Prenatal MR Imaging Detection of Deep Medullary Vein Involvement in Fetal Brain Damage

Discussion

The reported cases show how fetal cardiac failure may be associated with DMV congestion, perivenous hemorrhage, and various patterns of brain edema. The peculiar features of such intracranial alterations may be related to the relatively immature fetal venous parenchymal system.¹

Medullary veins draining from cerebral WM are divided into superficial and deep groups. The DMV group consists of relatively long venous channels originating in the subcortical WM, running centripetally toward the ventricular surface and draining via the subependymal veins. DMVs reach the ventricular wall, becoming large and fewer in number and, finally, converging at specific points (mainly the lateral corner of the ventricles) with a typical fan-shaped pattern. These points are localized along a line that runs above the caudate nucleus and, posteriorly, bifurcates along its tail and the roof of the occipital horn.³ Some authors described a third group of medullary veins (the intracerebral anastomotic or transcerebral veins), which cross the entire hemisphere, reaching the subependymal veins.^4,5 Normal DMVs are difficult to identify on MR imaging, and few reports of their pathologic aspects have been reported in neonates.⁶ Our 3 cases had parenchymal WM lesions with distribution in the DMV territory in addition to cytotoxic or interstitial-vasogenic brain edema and other cerebral and extracerebral signs of venous hypertension. It is known that generalized brain swelling could be part of a near-death condition; however, regarding our 3 cases, fetal death was more likely due to cardiac failure rather than to brain stem herniation or compression. Lesions were always located in the frontoparietal periventricular WM; no lesions were identified in the temporo-occipital WM, probably because of the possible higher frequency of transcerebral medullary veins in these areas, which might represent a protective factor. Intraparenchymal hemorrhage had been previously described in association with PVL as the result of bleeding into tissue already damaged by ischemia.⁷ In our 3 cases, lesions were partially hemorrhagic, with characteristic wedge-shaped distribution, suggesting the presence of small venous infarctions.

A recent report on fetal cases with severe congenital heart defects showed that diffusivity in the periatrial WM and thalamus was higher compared with that in controls, suggesting that brain development is affected in utero, probably because of cerebral perfusion changes.⁸ In our 3 cases, all having congenital or acquired cardiopathy, ADC in bihemispheric WM was also abnormal (increased in 2 cases and reduced in 1 case). However, it is not possible to establish how much of this change is due to cardiopathy itself, and how much, to the consequent severe cardiac failure, which, nevertheless, seemed to be the main factor. Our cases are probably very different from the large cohort of fetuses with congenital cardiac anomalies recently presented by Limperopoulos at al,⁹ which showed significant reduction of brain volume growth with respect to controls. In such a chronic scenario, in which heart failure and central venous congestion were probably not present, the mechanisms producing brain development impairment should have been different from our DMV-associated ones, resulting from a condition of prolonged hypoperfusion and oxygen/glucose deprivation.

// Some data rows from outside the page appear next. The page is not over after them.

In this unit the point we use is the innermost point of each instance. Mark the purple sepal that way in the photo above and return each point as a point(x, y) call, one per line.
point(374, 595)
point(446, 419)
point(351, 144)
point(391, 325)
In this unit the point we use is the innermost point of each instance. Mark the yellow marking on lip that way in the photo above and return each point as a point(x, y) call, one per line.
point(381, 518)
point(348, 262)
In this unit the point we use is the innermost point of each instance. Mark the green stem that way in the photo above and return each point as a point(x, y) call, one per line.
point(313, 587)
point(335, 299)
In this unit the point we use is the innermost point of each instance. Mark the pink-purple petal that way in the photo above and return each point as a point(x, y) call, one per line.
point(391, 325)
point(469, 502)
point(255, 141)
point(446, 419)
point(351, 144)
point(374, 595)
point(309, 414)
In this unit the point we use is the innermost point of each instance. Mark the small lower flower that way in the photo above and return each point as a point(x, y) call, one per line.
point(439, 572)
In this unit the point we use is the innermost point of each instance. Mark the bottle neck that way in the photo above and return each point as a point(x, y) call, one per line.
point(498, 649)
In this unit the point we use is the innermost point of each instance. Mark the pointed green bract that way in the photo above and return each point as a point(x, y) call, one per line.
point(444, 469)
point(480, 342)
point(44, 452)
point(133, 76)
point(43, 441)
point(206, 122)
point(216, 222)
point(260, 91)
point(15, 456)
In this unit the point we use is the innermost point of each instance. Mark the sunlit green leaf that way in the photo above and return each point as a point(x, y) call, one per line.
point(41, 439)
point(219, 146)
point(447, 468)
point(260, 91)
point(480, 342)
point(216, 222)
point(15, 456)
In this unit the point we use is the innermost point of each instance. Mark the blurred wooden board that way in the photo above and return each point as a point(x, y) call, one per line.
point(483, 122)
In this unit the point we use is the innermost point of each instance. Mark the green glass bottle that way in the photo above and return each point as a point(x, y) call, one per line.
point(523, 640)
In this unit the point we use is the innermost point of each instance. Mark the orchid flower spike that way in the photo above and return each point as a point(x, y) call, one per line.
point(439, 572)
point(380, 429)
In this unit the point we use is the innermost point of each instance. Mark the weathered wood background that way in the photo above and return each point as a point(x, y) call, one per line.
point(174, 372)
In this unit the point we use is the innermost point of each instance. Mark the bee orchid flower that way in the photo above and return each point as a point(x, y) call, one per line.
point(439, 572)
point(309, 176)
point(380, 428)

The fetal brain is known to be particularly susceptible to hypoperfusion, oxidative stress, and consequent hypoxic-ischemic injury because of arterial immaturity and lack of autoregulation. Such factors can lead to the typical condition of PVL, with WM damage and volume loss mainly affecting the posterior periventricular regions.¹⁰ From this limited preliminary series, it appears that DMV could be involved in the development of atypically located PVL (ie, deep frontal lobes) and hemorrhagic necrosis. All of our cases were related to circulatory failure that may cause central venous hypertension. Our cases had severe cardiac failure because intrauterine death occurred some days after imaging. One hypothesis is that venous hypertension could induce DMV engorgement and, hence, small venous infarctions in DMV territory; we suppose that, in some cases, it could be the main factor that leads to leukomalacia. Therefore, hypoxic-ischemic injury might have a role, but, as previously suggested by some authors,⁶ it is probably not the initial and only event.